Toohey and I were stopped by a large Pacific Islander, who said kindly: "You need to stay back there." He was pointing to white tape on the floor. Why were we stopped when others were moving over? Then I overheard one of the Hinn veterans speak to another volunteer: "I told you. No one over here who is not 100 per cent healed. Don't just point - move them out."
I whispered to Toohey: "We've got to lose the chair." In a couple of minutes we were in with the 100 per centers.
The Hinn man grabbed Toohey and pulled him into the open. He put his arm behind him and pushed: "Come on brother, praise the Lord, come on." Toohey responded until he was almost running. The man stopped and put him at the front of the line. He directed a volunteer to get the wheelchair and park it at the bottom of the stage.
I took my place beside Toohey and waited. By this stage he had perfected a stunned wide-eyed look, and was holding his hands in the air. I whispered: "Have you got a follow-up question if you get the chance?" He said: "Yes, the one about Jesus." We had in mind: "Pastor Benny, why do you live in a multimillion-dollar house and drive around in a Mercedes when Jesus lived like a poor person?"
Over the next 15 minutes people struggled over the 100 per cent line and joined us along the wall. Suddenly, a huge black security guard came over and said: "You're up first." He looked at me: "You can go up with him."
We were herded to the stairs and started up. I looked at Toohey and something worried me. I grabbed him hard on the arm and whispered: "Don't you bloody fall over, Toohey."

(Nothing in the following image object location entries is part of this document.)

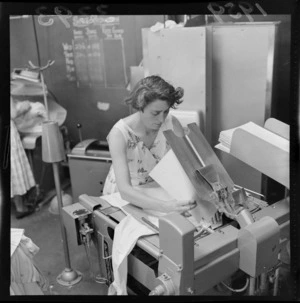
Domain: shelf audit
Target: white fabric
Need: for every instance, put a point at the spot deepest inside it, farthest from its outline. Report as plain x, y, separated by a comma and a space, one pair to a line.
15, 238
127, 232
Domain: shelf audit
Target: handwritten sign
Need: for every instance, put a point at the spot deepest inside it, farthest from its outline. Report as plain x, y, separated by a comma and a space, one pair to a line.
64, 14
96, 54
232, 10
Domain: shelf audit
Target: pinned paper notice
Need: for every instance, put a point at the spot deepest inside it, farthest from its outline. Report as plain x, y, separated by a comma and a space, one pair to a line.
170, 175
103, 106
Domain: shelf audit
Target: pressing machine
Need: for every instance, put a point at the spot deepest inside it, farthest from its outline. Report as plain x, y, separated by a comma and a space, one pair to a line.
239, 255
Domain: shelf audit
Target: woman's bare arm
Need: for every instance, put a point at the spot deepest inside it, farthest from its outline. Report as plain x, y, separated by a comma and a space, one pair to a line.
117, 147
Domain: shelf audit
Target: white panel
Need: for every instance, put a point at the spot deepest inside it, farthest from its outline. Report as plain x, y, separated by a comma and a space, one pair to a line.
242, 78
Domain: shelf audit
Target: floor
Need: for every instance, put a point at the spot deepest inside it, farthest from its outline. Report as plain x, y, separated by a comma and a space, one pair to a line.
44, 229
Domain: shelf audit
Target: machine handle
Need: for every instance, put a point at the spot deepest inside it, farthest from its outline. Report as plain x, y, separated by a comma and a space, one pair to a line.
79, 131
102, 247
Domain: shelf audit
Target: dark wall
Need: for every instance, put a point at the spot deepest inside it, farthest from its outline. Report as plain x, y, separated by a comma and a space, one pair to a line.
281, 90
92, 64
92, 56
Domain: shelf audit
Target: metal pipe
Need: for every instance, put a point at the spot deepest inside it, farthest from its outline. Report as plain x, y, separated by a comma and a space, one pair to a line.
251, 290
60, 205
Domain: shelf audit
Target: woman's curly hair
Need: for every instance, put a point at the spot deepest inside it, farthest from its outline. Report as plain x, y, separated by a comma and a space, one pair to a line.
152, 88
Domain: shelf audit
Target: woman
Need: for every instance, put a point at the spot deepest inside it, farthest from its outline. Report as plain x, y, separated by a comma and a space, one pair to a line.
137, 143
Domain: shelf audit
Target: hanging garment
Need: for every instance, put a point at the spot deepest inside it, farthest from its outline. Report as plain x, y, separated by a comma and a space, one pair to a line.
141, 160
22, 178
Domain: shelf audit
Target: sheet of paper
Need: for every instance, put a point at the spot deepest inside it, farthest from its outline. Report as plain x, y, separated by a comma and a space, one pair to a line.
170, 175
226, 136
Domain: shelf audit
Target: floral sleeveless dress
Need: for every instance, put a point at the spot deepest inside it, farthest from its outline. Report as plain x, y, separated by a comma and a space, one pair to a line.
141, 160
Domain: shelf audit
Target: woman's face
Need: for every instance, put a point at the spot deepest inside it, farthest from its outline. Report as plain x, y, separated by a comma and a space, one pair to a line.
154, 114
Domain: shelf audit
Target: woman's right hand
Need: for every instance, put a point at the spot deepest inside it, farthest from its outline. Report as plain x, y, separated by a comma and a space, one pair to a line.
179, 206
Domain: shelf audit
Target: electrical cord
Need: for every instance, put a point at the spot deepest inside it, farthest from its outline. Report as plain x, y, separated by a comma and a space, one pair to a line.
237, 290
36, 41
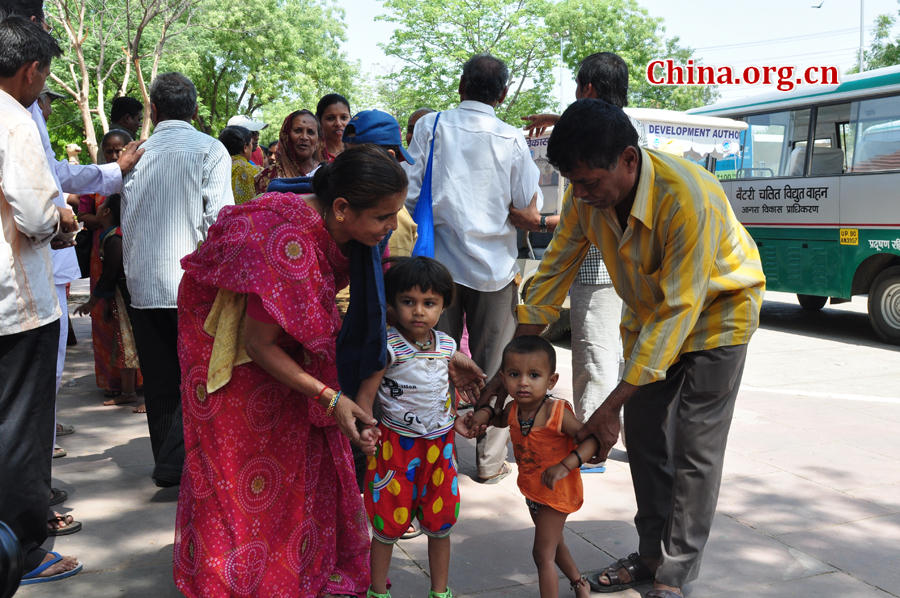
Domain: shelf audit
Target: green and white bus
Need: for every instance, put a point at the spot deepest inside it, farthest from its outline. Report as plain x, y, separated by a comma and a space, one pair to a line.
827, 221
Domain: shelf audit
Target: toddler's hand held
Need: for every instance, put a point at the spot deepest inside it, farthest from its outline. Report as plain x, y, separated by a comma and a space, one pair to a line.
553, 474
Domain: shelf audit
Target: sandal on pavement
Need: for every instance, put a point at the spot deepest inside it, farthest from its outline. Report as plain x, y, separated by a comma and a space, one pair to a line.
71, 527
57, 496
33, 577
121, 398
504, 471
575, 584
636, 568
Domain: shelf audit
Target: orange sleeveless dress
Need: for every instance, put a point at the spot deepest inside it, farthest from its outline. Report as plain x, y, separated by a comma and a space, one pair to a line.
541, 448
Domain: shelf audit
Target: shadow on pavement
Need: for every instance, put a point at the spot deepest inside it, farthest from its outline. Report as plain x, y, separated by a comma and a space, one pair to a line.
828, 323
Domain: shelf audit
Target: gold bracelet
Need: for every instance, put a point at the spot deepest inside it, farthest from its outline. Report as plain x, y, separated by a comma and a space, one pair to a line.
334, 399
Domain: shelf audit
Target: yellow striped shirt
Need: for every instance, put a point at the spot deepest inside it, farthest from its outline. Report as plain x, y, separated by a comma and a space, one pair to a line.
687, 270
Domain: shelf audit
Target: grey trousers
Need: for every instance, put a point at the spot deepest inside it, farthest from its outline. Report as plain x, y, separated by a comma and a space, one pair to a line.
677, 429
491, 321
596, 312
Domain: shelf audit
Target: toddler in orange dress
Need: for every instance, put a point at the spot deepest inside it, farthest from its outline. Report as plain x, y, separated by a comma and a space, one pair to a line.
542, 430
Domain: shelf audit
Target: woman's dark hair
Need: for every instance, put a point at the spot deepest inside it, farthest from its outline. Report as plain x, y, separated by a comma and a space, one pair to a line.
530, 345
235, 139
114, 203
591, 133
24, 42
608, 74
485, 77
363, 175
424, 272
328, 100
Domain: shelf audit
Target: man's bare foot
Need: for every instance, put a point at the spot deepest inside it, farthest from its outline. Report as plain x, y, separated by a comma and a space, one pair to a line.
66, 564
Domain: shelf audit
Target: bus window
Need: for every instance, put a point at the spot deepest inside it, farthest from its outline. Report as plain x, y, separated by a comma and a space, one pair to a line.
877, 135
828, 154
771, 148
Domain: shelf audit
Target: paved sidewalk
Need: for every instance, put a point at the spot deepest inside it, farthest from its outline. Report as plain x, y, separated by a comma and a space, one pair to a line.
810, 503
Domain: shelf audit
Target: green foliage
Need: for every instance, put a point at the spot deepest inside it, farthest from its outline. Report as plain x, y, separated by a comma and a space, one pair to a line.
263, 58
883, 51
434, 38
627, 29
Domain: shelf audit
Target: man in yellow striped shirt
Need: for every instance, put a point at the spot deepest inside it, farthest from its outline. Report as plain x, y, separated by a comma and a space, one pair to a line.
692, 283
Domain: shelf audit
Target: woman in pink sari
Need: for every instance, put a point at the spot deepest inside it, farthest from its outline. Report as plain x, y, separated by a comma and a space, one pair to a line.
269, 504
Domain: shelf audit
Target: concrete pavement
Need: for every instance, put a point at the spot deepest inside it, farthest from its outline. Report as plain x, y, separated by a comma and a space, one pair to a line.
809, 506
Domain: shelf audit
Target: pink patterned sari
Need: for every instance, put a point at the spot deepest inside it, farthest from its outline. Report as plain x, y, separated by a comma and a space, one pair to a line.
269, 504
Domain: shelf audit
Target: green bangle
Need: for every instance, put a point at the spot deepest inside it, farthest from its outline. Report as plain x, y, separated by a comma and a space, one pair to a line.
330, 411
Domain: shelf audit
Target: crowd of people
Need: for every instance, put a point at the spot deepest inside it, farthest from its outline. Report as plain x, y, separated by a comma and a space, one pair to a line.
305, 322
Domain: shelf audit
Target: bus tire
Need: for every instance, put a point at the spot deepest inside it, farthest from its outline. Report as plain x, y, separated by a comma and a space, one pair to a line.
812, 302
884, 305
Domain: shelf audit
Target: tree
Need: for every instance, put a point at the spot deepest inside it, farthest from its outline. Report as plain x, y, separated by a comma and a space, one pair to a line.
627, 29
257, 57
96, 32
435, 38
883, 51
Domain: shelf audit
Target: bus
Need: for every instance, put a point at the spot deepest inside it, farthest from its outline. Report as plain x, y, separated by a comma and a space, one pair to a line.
816, 182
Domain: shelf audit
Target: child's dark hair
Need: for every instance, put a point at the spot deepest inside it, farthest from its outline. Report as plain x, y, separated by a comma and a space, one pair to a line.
424, 272
528, 345
114, 203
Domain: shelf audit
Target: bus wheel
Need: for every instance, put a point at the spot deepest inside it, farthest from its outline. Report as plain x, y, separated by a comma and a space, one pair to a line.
812, 302
884, 305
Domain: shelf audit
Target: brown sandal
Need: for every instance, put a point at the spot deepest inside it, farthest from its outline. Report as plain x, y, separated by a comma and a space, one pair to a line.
575, 584
636, 567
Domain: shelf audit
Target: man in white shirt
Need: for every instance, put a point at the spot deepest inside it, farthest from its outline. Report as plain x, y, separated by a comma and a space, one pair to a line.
29, 308
481, 167
169, 201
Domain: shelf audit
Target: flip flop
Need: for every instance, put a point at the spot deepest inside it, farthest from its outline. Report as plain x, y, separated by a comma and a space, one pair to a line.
636, 568
57, 496
72, 527
32, 578
121, 399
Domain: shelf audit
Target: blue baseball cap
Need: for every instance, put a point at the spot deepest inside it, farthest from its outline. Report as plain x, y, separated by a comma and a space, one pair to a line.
377, 127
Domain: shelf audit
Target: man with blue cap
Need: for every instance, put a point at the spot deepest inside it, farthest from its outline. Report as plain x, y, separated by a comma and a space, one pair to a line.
381, 129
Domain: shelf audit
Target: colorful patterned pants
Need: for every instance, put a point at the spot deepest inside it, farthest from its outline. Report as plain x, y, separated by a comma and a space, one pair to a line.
412, 476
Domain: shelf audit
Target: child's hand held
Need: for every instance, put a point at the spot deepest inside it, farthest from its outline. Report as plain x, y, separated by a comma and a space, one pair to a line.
553, 474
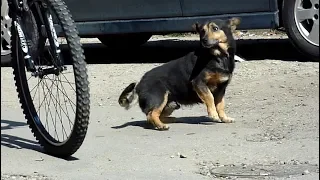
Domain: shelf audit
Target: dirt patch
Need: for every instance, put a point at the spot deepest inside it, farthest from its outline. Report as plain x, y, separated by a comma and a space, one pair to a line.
278, 169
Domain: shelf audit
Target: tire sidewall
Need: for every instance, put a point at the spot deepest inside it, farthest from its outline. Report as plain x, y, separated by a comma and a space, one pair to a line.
293, 32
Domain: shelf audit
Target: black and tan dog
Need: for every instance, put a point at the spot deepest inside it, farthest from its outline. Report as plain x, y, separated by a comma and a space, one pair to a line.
199, 77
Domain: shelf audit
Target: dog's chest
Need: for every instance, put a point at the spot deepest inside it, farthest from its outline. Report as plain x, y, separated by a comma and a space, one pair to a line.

We burst into the dazzling light and there was Pastor Benny. Up close he looked soft, almost feminine. His skin is smooth but flabby. His hands were small and the nails were highly manicured and polished. He walked towards Toohey and asked: "What has the Lord done for you?" Toohey began muttering about falling off a mountain again. Hinn looked annoyed: "What has happened?"
Toohey returned to his story about the mountain. I was muttering to myself: "The question, the bloody question." Hinn reached out and with thumb and first finger pushed on Toohey's neck. The minders behind him reached forward and pulled him back, and Toohey collapsed. Hinn moved up stage to reveal a more obvious miracle of healing. Toohey was dragged to his feet and we left the stage, collected the chair and returned silently to our seat.

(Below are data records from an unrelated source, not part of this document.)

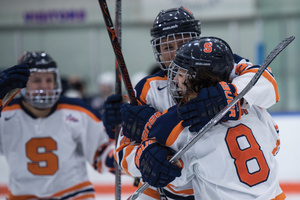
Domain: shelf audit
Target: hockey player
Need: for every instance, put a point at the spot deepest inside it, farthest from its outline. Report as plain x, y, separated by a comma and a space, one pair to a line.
47, 138
177, 24
234, 160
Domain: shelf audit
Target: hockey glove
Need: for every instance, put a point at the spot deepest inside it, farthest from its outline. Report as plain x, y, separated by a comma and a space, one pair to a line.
112, 115
209, 102
137, 121
152, 161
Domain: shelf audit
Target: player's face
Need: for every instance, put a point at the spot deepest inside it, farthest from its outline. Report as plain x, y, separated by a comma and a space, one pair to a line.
41, 81
180, 78
170, 44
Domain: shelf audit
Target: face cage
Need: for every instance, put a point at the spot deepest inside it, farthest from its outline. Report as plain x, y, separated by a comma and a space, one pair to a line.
43, 98
172, 84
156, 46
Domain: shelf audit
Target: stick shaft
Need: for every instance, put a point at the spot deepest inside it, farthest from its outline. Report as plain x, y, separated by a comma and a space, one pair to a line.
118, 90
117, 50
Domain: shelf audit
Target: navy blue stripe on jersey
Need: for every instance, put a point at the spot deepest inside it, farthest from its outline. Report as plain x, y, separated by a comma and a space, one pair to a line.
164, 125
140, 85
238, 58
174, 196
120, 155
78, 102
70, 196
257, 67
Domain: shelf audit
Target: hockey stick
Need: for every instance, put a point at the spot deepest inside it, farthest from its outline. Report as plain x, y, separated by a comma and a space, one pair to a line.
117, 51
223, 112
118, 90
121, 63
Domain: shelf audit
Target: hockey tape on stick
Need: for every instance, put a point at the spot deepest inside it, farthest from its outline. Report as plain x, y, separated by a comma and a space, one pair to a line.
118, 90
117, 51
223, 112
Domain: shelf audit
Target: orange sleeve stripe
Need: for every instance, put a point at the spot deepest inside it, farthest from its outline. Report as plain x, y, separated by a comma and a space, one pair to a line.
78, 108
150, 192
85, 196
269, 78
146, 87
128, 150
76, 187
186, 192
58, 194
12, 107
276, 148
240, 68
174, 134
280, 197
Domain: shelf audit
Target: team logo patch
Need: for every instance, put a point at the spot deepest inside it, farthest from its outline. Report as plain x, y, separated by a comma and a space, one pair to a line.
71, 118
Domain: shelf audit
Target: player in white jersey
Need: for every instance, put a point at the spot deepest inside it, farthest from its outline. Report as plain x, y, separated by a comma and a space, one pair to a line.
47, 138
234, 160
170, 30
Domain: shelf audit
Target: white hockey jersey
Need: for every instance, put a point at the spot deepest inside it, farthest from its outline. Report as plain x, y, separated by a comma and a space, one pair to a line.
234, 160
47, 156
152, 90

So what happened? Hinn and his handlers are seasoned professionals at the miracle game. Toohey was too contained. They needed the trembling ecstasy of a person overwhelmed by spiritual power. So in a second they had him on his back.

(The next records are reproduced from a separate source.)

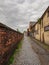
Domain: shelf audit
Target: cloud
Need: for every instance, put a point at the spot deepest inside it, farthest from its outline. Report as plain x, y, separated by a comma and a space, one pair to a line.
18, 13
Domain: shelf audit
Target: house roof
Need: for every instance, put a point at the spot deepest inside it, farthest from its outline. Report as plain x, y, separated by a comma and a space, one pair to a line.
45, 12
42, 15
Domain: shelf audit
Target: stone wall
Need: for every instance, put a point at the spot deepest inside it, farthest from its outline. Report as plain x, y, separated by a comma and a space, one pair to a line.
9, 39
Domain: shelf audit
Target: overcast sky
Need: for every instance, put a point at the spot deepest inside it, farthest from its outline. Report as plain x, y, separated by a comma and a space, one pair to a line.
18, 13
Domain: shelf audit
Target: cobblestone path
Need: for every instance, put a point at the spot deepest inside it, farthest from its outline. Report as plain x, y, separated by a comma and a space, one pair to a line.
26, 55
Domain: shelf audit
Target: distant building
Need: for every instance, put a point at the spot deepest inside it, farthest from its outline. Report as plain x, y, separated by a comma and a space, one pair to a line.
41, 28
31, 27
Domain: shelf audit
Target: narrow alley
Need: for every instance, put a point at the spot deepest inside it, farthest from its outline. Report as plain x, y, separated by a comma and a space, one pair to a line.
26, 56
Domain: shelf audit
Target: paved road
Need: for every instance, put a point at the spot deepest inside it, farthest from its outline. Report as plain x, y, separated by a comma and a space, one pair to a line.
26, 55
42, 53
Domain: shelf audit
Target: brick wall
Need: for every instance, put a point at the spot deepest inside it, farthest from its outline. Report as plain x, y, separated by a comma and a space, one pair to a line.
8, 43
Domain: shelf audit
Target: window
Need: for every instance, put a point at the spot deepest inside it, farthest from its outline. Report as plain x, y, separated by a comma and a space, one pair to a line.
48, 13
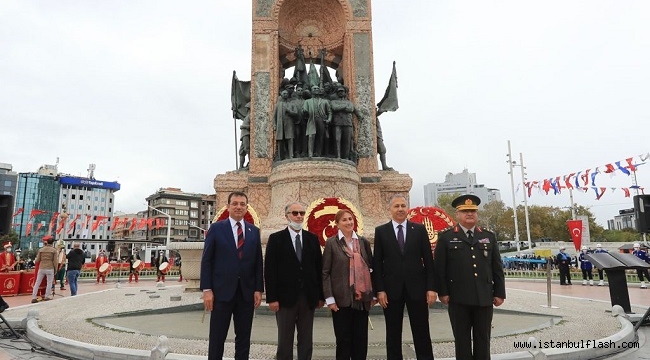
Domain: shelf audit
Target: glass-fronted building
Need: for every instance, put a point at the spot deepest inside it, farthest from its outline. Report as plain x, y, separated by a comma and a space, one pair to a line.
36, 194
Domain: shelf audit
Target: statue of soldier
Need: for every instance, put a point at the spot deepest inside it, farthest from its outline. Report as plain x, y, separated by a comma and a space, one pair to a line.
283, 125
299, 123
245, 137
381, 148
319, 114
342, 121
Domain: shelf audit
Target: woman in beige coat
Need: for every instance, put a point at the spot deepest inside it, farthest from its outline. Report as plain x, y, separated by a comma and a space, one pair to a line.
347, 287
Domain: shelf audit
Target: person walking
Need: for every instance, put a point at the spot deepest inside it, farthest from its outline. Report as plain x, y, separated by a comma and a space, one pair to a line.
563, 261
76, 259
469, 279
232, 278
347, 285
48, 262
403, 276
293, 282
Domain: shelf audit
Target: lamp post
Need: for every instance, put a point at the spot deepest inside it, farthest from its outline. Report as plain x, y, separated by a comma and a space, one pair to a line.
169, 223
200, 228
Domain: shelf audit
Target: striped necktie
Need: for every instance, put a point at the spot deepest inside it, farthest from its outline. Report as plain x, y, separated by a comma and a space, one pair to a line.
240, 240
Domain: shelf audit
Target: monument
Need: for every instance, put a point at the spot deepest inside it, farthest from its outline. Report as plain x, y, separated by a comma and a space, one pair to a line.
338, 160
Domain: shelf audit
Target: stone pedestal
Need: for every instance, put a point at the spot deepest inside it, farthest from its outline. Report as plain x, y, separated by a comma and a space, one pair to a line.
307, 180
190, 262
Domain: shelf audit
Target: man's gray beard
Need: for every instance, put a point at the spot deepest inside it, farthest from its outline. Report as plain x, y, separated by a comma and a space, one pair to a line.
295, 226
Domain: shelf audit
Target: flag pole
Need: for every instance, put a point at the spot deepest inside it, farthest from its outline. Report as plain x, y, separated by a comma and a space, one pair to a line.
234, 124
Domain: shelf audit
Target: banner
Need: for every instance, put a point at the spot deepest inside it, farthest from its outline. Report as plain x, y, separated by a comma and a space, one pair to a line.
575, 229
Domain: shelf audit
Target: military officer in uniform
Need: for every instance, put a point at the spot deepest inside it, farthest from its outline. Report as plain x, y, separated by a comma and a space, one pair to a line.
469, 279
586, 267
563, 261
601, 278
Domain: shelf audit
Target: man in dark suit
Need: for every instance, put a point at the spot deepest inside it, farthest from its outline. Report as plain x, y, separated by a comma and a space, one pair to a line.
469, 279
292, 270
403, 276
231, 278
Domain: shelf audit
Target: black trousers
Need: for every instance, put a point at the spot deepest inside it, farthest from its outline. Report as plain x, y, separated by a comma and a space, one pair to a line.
351, 331
299, 317
565, 274
472, 328
418, 311
241, 312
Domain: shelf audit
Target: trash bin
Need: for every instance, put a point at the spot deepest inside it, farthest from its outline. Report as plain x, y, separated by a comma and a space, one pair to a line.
615, 265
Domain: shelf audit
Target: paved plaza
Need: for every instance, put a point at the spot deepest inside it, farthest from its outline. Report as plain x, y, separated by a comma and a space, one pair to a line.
133, 315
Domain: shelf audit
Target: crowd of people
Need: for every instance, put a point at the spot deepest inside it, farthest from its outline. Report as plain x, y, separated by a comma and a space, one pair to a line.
349, 278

Could it be that my scepticism blinded me to the possibility that God was in that place? Were we mocking God's work and, despite the excesses, Hinn is an instrument of healing? It is possible that a very few were healed? But I say that is despite Hinn. I judge him by the measure of the one he claims to be following. Jesus never promised people wealth, or instant healing. He didn't promise his disciples houses on the coast. Pastor Benny has recast Jesus in his own image. He has forgotten that his Lord died, humiliated, tortured, alone and penniless. But how do you sell that?
The Reverend Dr David Millikan is a Uniting Church minister. He is a part-time producer with Channel Seven and lectures at Charles Sturt University.